Cardinal Sean O’Malley, the Archbishop of Boston, announced on Friday that he was vetoing a planned joint venture between the Catholic health care provider, Caritas Christi, with a non-Catholic provider, Centene Corporation. Part of the venture was to include an insurance program that made the arrangement murky: Insurance plans must refer patients to all legally available services and while Caritas Christi was exempt as a Catholic institution, its partner in the venture would not be exempt. By scotching the deal, the Cardinal has shown conclusively that the Church understands her mission to be an integral one that must reflect both our concern for the health care needs of the poor and our need to witness to the dignity of all human life.

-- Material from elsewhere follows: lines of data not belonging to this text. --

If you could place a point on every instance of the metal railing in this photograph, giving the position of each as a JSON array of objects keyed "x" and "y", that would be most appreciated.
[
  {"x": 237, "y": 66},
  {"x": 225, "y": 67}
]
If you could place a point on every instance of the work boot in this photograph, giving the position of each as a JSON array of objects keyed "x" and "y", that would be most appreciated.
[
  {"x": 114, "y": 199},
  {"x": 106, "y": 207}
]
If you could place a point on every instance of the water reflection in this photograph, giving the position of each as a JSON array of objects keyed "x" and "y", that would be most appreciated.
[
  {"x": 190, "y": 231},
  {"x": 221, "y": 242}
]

In the past few months, critics of the Cardinal have suggested that he was willing to wink at abortion, that somehow the archdiocese was looking for a way to help people procure an abortion but with no paper trail, that he and his advisors were more concerned about the financial benefit of the venture than they were about the moral deficit. Anyone who knows Cardinal Sean knows that he is not the kind of person who "winks" at abortion. He is a lifelong and highly vocal advocate of the pro-life movement. And, in terms of integrity, his decision to shut down Catholic Charities involvement with adoption services after the Bay State mandated that gay parents be included should have indicated to anyone that he was never, ever going to encourage nor abide any lessening of the Church’s moral teachings in order to make a buck.

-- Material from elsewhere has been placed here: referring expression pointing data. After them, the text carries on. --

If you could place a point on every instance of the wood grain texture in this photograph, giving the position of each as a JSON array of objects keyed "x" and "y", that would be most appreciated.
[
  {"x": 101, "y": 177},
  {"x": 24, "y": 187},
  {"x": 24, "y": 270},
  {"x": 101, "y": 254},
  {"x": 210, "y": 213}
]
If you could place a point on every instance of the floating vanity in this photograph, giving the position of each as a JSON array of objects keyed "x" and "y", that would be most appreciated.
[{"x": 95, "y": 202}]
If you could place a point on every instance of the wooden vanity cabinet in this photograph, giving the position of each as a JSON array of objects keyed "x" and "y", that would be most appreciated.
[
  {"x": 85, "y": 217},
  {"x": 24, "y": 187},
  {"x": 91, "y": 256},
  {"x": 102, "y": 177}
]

Yet, still some pro-life advocates remain critical of the cardinal for failing to disassociate Caritas Christi from the state-run insurance program that is designed to reach the poorest of Massachusetts’ residents. (For a round-up of reactions, see this article by the Globe’s Michael Paulson who deserves some kind of award for the excellence of his coverage on this issue.) They claim that this association is still a form of cooperation with evil because the state insurance program will cover abortion services. To be clear, all insurance programs in Massachusetts that Caritas and others deal with cover such services. It is regrettable that abortion is legal, but that is hardly the Cardinal’s fault. What will happen with the state-run insurance plan is what happens now with any other plan. If a woman requests any service that Caritas cannot provide on moral grounds, she is told that they do not provide such services and she should speak to her insurer about the matter. Some critics of Caritas and the Cardinal would have you believe that this is tantamount to "a referral." It is not. What should Caritas do? Tie the woman up so she can’t find out about where or how to procure something that we believe is immoral but which the law of the land says she has a right to?

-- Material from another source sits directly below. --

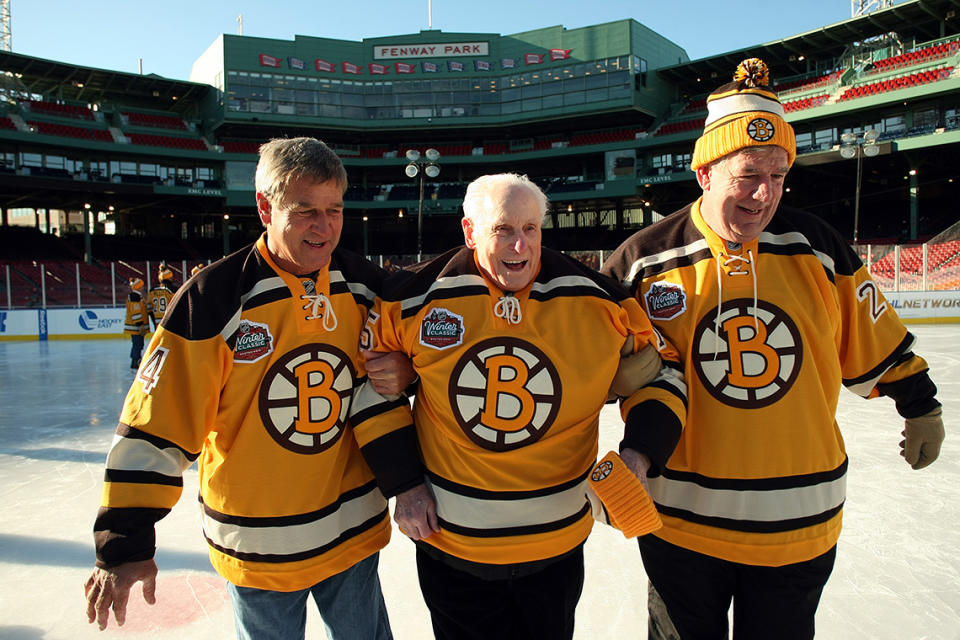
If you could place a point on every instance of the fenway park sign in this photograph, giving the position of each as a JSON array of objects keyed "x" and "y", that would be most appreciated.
[{"x": 439, "y": 50}]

The issue of providing health care in this pluralistic society of ours is very complicated. Moral theologians and biomedical ethicists look at the issues involved very carefully. Cardinal O’Malley sought the advice of the National Catholic Bioethics Board before making his decision. Some pro-life advocates, with the best of intentions, want the world to be black-and-white, in which we would never, ever come near an abortion provider. But, the Church does not run the country nor the insurance industry and it has no monopoly on the provision of health care. For us, providing health care is a ministry not a profit-center, and helping the poor by keeping Caritas Christi afloat is properly a concern of the Cardinal-Archbishop of Boston. I am not above criticizing our bishops when I think they make a bad decision. But, suggesting that Cardinal O’Malley is somehow indifferent or worse on the issue of abortion does a great disservice to all of Boston’s Catholics who have a right to know the truth. Their Catholic hospitals are not referring patients to abortion clinics. And, their Cardinal is a brave man who has done a brave thing.